Ike and Joseph Jr. ran the business for four decades until 1996, when they passed it to their progeny, but the current owners learned well from their parents and grandparents.
“You read articles that ‘businesses don’t make it in the third generation,’ and you try to prove them wrong, and ‘family businesses are tough’ and you try to prove them wrong — you kind of thrive on being the underdog and proving that it can work,” David said thoughtfully, as Joseph II nodded in agreement.
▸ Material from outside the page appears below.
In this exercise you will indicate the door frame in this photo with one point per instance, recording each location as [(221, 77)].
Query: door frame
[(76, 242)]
They both understand that their fathers had such respect for one another, worked so well together, trusted relied on one another — “and they’re still friends,” David said. “No matter what was going on at the store, we were together a lot on the weekends for dinner — and we weren’t going to be talking about it because his mother (Doris) and my mother (Jeanne) made sure of it.”
“They always taught us that in the end, we’re still family and you move on,” he added, and that’s the same spirit that the cousins have embodied even in the most hectic times — like harvest.
Not only is Sleeper’s still connected to food traditions, they’ve been a clothing staple of the community for a century.
But even 20 or 30 years ago, clothing shopping traditions were different.
“It was a different time,” David said. “People didn’t buy clothes all year.”
Instead, major purchases came during harvest time, when family members of all ages would work to bring in the potato crop — and often they’d use those funds to basically buy their clothes for the year.
With Sleeper’s being one of the few stores open on the Sabbath, from 9 a.m. to 1 p.m. on Sundays, the store was particularly hopping during harvest.
“We remember setting up temporary dressing rooms out of boxes downstairs,” David remembered with a chuckle. “It was crazy.”
They may not have to construct makeshift dressing rooms anymore, but the store still bustles.
During the days of Christmas Eve, Joseph II never leaves the store — but this year he had to run to the bank, and in doing so, he encountered a touching experience.
“The cars around this place … we’re not the fanciest store, and yet people still choose to shop here; it’s a choice to come here, and fortunately people still choose to shop at Sleeper’s — which is gratifying for us, and we’re proud of that,” he added.
Drawing folks to Sleeper’s is still their fresh foods and carefully selected clothing lines, and it’s the hard work of the third-generation owners that’s keeping the store a part of the local landscape in its hundredth year.
They’re even marketing the store in a way their grandfather couldn’t have dreamed — through social media.
Sleeper’s weekly emails not only connect the local community to deals at the store and area happenings — they’re read across the nation by folks who want to keep in touch with the community store; their Facebook page is speckled with messages from folks highlighting how special Sleeper’s is — and David says those messages encourage him to work even harder.
Whether through email or Facebook, folk have commented that while Caribou has changed a lot over the past century, Sleeper’s is still here — and David, Mark and Joseph II hope that their grandfather would be proud of the store’s success.
“I guess the only perspective we have is our fathers’, and we hear what they say; they’re pleased that it’s kept going and modernized where we need to,” David said. “They’re pleased that their father’s hard work paid off and kept going.”
But work for the Sleeper’s has changed over the years, as running the store is anything but a job.
“It’s become a tribute to the family, working to preserve the history of the hard work that our grandfather and our fathers put in,” Joseph II described. “You do it for tradition.”
With a business that’s as much Caribou’s history as their family history, the Sleepers are planning for a community celebration.
“With any 100th anniversary, there should be a celebration and we want to celebrate the event with the community,” Joseph II said,
“And thank everyone who got us here,” David added.